Walerian Borowczyk: Usta beni yengeçsen e!

Polonyalı yönetmen, Walerian Borowczyk'in erken dönem kısa filmleri, sürrealizm üzerine düşünceleri ve Terry Gilliam'ın Borowczyk'e saygı duruşu üzerine...
Mayıs '10

“Kendi canına kendi eliyle kıyma -başkasının eliyle de canına kıyılır ya…
Sana o filmin sözünü epey etmiştim; Valerian Borowczyk’in Blanche’ı”

Bilge Karasu, Yengece Övgü

“Walerian Borowczyk, filmleri kendine özgü bir zalimlik ve gariplikle örülmüş çarpık bir adam. Sıradışı animasyonlarla kariyerine başlamış, Goto, Island of Love/Aşk Adası ve La B te gibi klasik filmler yönettikten sonra gidip Emmanuelle 5’i çekmiştir. Aslında bu durum bana göre sapkın bir uygun sondur. 1954 yapımı Les Jeux des Anges/Meleklerin oyunları ise tamamen empresyonist olan animasyonu ilk kez izleme deneyimimdi. Bana özel bir şey göstermedi o film, sadece kendi yarattığınız dünyanın seslerini ve hareketlerini gösterdi.”

Terry Gilliam


Nesnelere düştükçe Walerian Borowczyk’ye yaklaşabiliriz. Polonyalı yönetmen, geç dönem tender porno/erotik filmleriyle biliniyorsa da, ilk dönem kısa filmleri ilgimizi daha çok çekiyor.

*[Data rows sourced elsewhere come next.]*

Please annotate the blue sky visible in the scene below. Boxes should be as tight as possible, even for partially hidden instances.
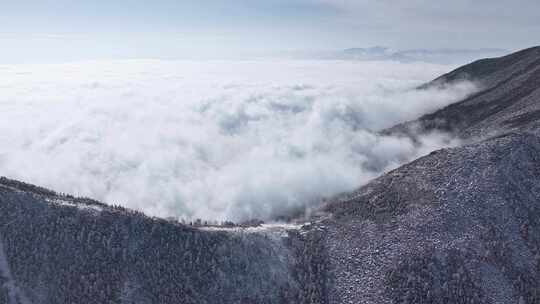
[0,0,540,62]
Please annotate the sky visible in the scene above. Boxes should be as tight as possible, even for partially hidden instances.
[0,60,476,221]
[0,0,540,63]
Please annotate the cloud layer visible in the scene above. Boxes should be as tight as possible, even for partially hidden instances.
[0,61,474,220]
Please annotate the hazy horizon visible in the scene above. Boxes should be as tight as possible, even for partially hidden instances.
[0,0,540,63]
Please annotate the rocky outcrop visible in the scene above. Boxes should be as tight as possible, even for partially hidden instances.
[0,47,540,304]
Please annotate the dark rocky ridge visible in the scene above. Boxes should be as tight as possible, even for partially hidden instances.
[0,48,540,304]
[385,47,540,140]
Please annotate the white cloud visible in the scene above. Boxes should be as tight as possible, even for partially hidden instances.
[0,61,474,220]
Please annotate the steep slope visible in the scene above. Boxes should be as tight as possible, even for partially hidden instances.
[0,47,540,304]
[320,134,540,303]
[386,47,540,139]
[0,178,324,304]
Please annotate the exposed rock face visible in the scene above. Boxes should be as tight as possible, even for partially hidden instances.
[0,47,540,304]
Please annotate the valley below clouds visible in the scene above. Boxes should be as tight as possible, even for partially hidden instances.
[0,60,476,221]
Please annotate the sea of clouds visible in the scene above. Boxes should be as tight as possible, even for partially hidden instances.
[0,60,475,220]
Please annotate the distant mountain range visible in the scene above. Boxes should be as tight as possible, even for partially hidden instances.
[289,46,508,64]
[0,47,540,304]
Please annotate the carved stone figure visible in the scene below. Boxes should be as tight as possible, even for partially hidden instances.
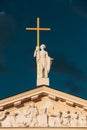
[78,113,87,127]
[54,111,62,127]
[0,110,7,121]
[15,109,25,127]
[25,104,38,127]
[34,44,53,78]
[62,110,70,127]
[37,108,48,127]
[70,112,78,127]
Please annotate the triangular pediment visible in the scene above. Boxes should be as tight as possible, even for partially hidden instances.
[0,85,87,127]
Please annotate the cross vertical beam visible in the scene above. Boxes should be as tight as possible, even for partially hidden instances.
[37,18,40,47]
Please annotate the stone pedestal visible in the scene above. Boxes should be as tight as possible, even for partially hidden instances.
[37,78,49,86]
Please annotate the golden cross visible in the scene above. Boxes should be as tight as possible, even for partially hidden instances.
[26,18,51,77]
[26,18,51,46]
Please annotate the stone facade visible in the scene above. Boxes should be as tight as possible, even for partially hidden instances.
[0,86,87,128]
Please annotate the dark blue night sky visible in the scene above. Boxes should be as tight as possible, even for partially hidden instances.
[0,0,87,100]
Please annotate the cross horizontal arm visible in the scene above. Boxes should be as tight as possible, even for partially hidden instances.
[26,28,51,31]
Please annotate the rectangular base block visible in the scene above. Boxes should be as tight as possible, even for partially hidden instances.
[37,78,49,86]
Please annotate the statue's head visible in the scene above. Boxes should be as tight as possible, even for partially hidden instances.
[40,44,46,49]
[36,46,39,51]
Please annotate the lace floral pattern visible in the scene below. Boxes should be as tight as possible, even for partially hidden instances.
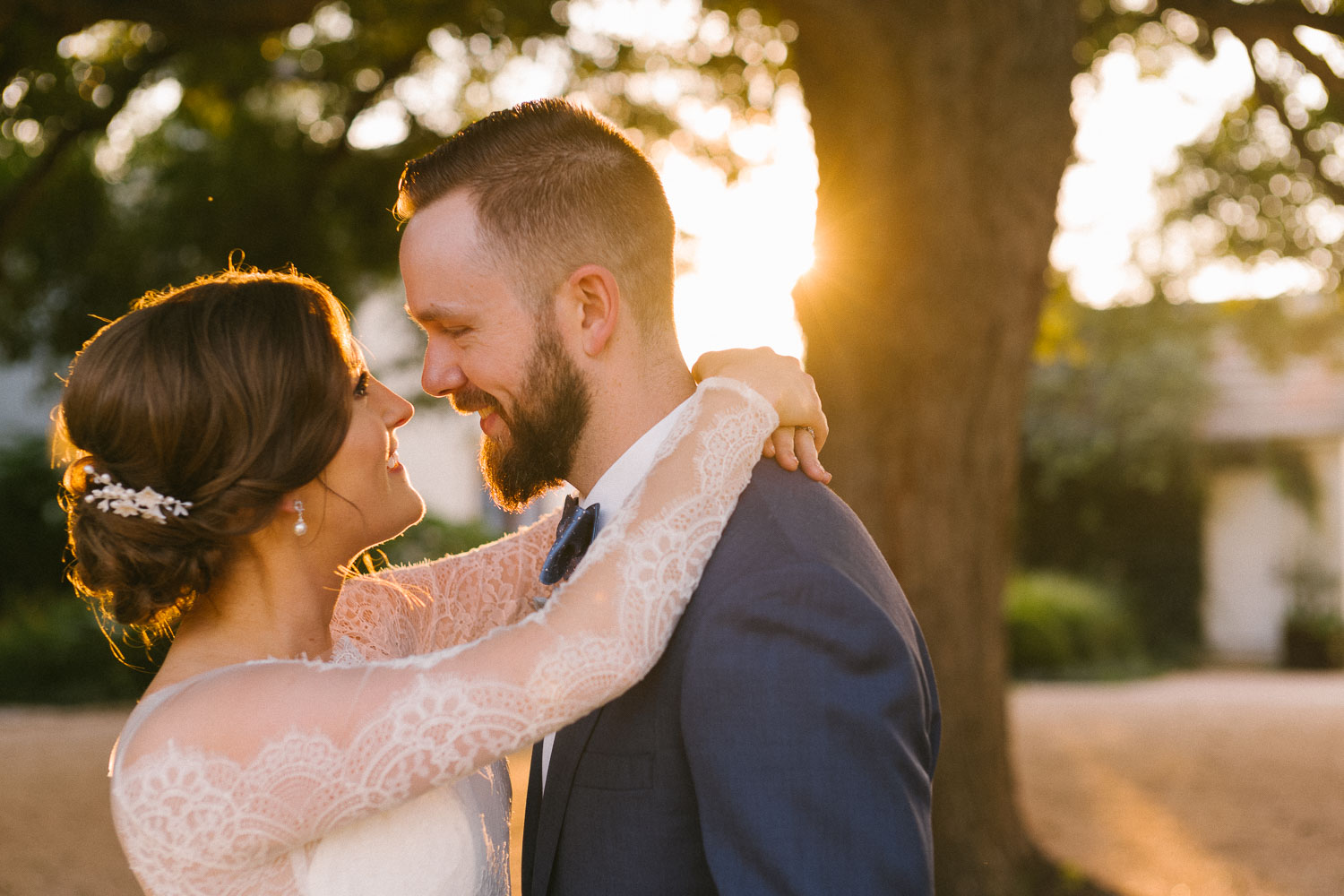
[112,380,777,896]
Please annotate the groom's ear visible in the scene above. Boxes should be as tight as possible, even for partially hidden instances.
[561,264,621,358]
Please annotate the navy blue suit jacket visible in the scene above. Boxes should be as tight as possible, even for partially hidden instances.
[523,461,940,896]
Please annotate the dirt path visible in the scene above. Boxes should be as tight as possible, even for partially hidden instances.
[0,672,1344,896]
[1011,672,1344,896]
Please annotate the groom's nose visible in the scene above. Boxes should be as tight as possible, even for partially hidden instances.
[421,345,467,398]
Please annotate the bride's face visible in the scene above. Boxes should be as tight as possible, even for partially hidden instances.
[304,366,425,556]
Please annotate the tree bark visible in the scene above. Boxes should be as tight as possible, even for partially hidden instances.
[781,0,1078,896]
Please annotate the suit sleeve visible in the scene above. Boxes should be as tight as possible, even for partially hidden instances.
[682,564,937,896]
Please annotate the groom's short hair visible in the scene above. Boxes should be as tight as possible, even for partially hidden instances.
[394,99,676,334]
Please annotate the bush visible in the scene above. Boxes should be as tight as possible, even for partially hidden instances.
[0,515,500,704]
[374,516,504,564]
[1284,610,1344,669]
[1004,573,1144,677]
[0,591,167,704]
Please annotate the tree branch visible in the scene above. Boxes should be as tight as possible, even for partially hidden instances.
[1252,65,1344,205]
[1158,0,1344,47]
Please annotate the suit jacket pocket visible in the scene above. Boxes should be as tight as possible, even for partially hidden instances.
[574,751,653,790]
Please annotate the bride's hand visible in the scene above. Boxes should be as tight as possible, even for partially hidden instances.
[691,348,831,482]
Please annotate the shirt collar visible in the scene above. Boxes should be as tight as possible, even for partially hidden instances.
[580,399,691,535]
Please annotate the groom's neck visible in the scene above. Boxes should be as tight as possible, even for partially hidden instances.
[569,352,695,495]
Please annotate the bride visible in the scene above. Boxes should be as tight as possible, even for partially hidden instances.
[59,270,822,896]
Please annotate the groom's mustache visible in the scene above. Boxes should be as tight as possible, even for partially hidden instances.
[448,385,511,426]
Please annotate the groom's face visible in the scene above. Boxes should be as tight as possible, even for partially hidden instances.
[401,194,589,509]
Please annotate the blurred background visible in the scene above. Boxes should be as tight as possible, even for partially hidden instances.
[0,0,1344,896]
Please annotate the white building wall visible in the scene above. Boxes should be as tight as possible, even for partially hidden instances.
[1203,439,1344,662]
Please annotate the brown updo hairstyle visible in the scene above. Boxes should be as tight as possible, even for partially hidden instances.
[58,269,359,637]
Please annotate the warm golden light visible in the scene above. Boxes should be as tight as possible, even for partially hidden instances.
[661,86,817,361]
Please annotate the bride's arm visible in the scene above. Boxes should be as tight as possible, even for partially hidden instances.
[331,348,831,659]
[331,511,559,659]
[113,379,787,877]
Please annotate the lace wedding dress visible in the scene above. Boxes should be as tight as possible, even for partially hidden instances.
[110,379,777,896]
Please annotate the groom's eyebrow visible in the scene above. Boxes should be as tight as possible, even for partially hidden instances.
[402,302,467,329]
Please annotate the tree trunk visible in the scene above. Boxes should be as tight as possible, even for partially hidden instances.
[781,0,1078,896]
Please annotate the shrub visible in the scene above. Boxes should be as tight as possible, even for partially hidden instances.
[1284,607,1344,669]
[1004,573,1144,677]
[0,591,163,704]
[0,515,500,704]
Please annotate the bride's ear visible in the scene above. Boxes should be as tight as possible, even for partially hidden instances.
[559,264,621,358]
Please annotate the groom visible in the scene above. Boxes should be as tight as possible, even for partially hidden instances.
[397,100,940,896]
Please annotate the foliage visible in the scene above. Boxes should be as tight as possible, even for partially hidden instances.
[1284,607,1344,669]
[0,589,163,704]
[0,0,793,358]
[1018,291,1217,656]
[1279,559,1344,669]
[0,435,66,613]
[1004,573,1144,677]
[374,516,504,565]
[0,510,502,704]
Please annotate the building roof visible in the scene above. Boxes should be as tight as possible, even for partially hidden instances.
[1202,336,1344,442]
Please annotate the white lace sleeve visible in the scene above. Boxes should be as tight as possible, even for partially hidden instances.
[112,379,777,896]
[331,511,559,659]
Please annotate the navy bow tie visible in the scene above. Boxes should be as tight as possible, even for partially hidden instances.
[542,495,599,584]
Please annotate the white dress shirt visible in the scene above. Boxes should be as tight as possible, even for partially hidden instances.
[542,399,691,793]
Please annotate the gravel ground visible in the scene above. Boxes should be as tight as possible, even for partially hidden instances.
[0,672,1344,896]
[1011,672,1344,896]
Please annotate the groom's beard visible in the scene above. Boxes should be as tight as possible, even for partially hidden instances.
[453,326,591,512]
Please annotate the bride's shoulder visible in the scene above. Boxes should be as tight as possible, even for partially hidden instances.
[110,659,306,778]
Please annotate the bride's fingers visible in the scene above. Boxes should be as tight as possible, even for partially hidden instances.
[793,426,831,485]
[768,426,798,470]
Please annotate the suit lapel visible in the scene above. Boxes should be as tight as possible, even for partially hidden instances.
[524,710,602,896]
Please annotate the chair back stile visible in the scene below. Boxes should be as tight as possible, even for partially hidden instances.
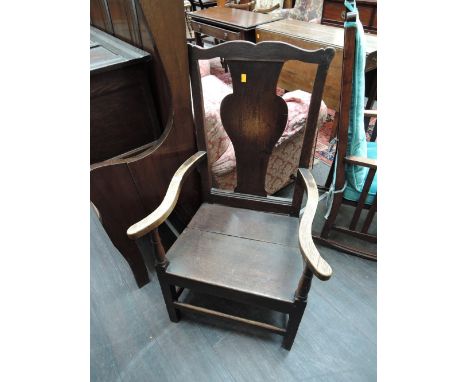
[189,41,335,216]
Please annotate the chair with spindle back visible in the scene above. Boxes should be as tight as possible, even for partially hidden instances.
[314,8,377,260]
[127,41,334,350]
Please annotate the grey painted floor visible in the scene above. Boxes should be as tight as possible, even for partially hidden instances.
[91,162,377,382]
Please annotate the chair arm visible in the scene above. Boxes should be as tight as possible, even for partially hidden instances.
[299,168,332,281]
[253,4,280,13]
[345,156,377,170]
[127,151,206,239]
[364,110,377,117]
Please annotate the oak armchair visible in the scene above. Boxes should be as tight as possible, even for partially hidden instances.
[127,41,334,350]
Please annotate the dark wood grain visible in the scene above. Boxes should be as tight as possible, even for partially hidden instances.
[188,203,299,248]
[90,27,162,164]
[90,203,377,382]
[90,0,200,286]
[124,41,334,350]
[220,60,288,196]
[166,227,303,303]
[255,19,377,110]
[190,7,281,29]
[189,41,334,206]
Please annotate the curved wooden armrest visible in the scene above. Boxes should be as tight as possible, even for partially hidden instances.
[364,110,377,117]
[253,4,280,13]
[127,151,206,239]
[345,156,377,170]
[299,168,332,281]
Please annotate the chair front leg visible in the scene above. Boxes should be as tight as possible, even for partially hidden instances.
[283,265,313,350]
[151,228,180,322]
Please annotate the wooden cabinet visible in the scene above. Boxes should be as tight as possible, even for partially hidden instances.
[90,27,161,164]
[322,0,377,33]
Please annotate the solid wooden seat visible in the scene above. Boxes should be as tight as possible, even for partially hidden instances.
[166,204,304,302]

Borowczyk; görsel işler sanatçısı, senaryo yazarı, sahne tasarımcısı, animasyon film yapımcısı, yazar, oldukça da rahatsız bir kişilik. 1923 yılında Poznań yakınlarındaki Kwilcz’de doğuyor, 1959’dan itibaren Fransa’da yaşayıp 3 Şubat 2006’da ölüyor.

Krakow Güzel Sanatlar Okulu’ndan mezun olmasının ardından ve okul sırasında, Szpilki, Nowa Kultura ve Życie Literackie dergilerinde çizimleri yayınlandı. İlerleyen yıllarda, sosyalist gerçekçi tarzda resimlerinden oluşan Rysunki satyryczne isimli kitabı çıktı. Jan Lenica ile başlattığı ortak çalışma sonucunda hazırladığı animasyon As soon as upon a time ile ismi uluslararası alanda duyuldu. Birkaç film daha yaptıktan sonra Paris’e yerleşti ve burada uzun yıllar kısa ve uzun animasyon filmler yaptı. 1969 yılından itibaren ise sadece uzun metraja yöneldi. Animasyon filmleriyle, Max Ernst ödülü aldı.

Walerian Borowczyk’in Sürrealizm Üzerine Düşünceler’inden birkaç fragman alıntıladık:

… Sürrealizm yaşamda ve şiirde tamamen bir uygunsuzluk programıdır, ki aynısı sinema için de söylenebilir. Bütünüyle varım buna.

… Eğer sürrealizmden konuşacaksam, niyetlendiysem buna, sanatı aklıma getirmiyorum. Sanat? Disiplinler, kısıtlamalar, modeller, sanatsal yetenekler, psikoloji, teoriler, okullar falan. Sanat “sanatçıların” işidir. Sadece “yaratıcılar” özgürdür.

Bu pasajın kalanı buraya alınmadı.